The series adapted combat footage from the Metal Hero tokusatsu-series Juukou B-Fighter (first season) and B-Fighter Kabuto (second season). Unlike its contemporaries, such as Power Rangers, the show had a greater emphasis on sitcom elements, rather than a villain of the week.

==Synopsis==

===Season 1===
In the fictional town of Charterville, three kids — Andrew "Drew" McCormick (Wesley Barker), his younger sister Josephine "Jo" McCormick (Shannon Chandler, later Brittany Konarzewski), and their best friend Roland Williams (Herbie Baez) — enter the haunted Hillhurst Mansion after accepting a dare from two rich bullies, Van and Trip. They discover that the mansion is inhabited by actual monsters who intend to eat them. In the midst of a chase, the kids accidentally bump into a pipe organ, releasing a phasm named Flabber (Billy Forester), who had been trapped inside of it. Out of gratitude for freeing him, Flabber offers to grant the kids one wish. Their wish is to become their favorite comic book heroes, the Big Bad Beetleborgs.
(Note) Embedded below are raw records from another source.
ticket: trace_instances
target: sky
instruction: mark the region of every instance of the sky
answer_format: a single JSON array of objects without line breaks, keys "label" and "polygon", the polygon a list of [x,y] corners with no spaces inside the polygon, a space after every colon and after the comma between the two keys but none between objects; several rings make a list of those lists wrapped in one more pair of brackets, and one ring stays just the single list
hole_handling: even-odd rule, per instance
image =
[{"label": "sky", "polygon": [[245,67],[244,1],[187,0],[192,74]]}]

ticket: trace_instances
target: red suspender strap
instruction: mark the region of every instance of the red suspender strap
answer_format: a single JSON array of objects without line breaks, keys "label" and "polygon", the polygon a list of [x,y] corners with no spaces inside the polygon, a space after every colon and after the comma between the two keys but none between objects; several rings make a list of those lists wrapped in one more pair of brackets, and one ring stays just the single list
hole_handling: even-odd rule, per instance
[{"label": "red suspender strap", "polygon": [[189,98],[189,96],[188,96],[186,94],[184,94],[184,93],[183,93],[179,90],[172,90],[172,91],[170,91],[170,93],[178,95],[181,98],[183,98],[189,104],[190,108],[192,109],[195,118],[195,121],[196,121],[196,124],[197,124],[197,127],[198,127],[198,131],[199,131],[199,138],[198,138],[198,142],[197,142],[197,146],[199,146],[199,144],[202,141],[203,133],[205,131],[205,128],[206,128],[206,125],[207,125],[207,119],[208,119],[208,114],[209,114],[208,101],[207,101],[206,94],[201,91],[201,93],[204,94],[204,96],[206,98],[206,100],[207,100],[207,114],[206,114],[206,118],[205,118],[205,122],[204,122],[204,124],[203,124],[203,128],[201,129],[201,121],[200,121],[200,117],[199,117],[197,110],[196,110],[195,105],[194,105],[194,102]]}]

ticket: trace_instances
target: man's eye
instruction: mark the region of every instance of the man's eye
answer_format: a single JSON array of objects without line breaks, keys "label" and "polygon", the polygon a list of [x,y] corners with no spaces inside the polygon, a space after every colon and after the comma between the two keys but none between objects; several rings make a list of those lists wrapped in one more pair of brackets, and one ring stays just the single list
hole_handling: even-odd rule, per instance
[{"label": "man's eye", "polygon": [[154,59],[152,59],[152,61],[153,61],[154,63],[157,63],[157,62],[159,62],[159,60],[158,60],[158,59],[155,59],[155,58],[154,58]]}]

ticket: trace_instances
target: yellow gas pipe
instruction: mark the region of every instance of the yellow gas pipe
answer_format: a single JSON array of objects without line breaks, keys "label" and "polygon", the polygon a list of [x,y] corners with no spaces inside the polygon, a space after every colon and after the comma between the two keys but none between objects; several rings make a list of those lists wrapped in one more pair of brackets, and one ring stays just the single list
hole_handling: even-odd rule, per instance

However, this also brings the Beetleborgs' archenemies, the Magnavores, into the real world. Throughout the season, the Magnavores' leader, Vexor, summons monsters from the comic books to battle the Beetleborgs.

Later, Vexor creates Shadowborg, who briefly takes away the Beetleborgs' powers, prompting them to ask the comics' creator, Art Fortunes, to create the White Blaster Beetleborg and Drew's new Mega Blue mode to help them. The team would later meet a new kid in town, Josh Baldwin (Warren Berkow), who becomes the new Beetleborg and helps the team until he lost his powers after Shadowborg was destroyed.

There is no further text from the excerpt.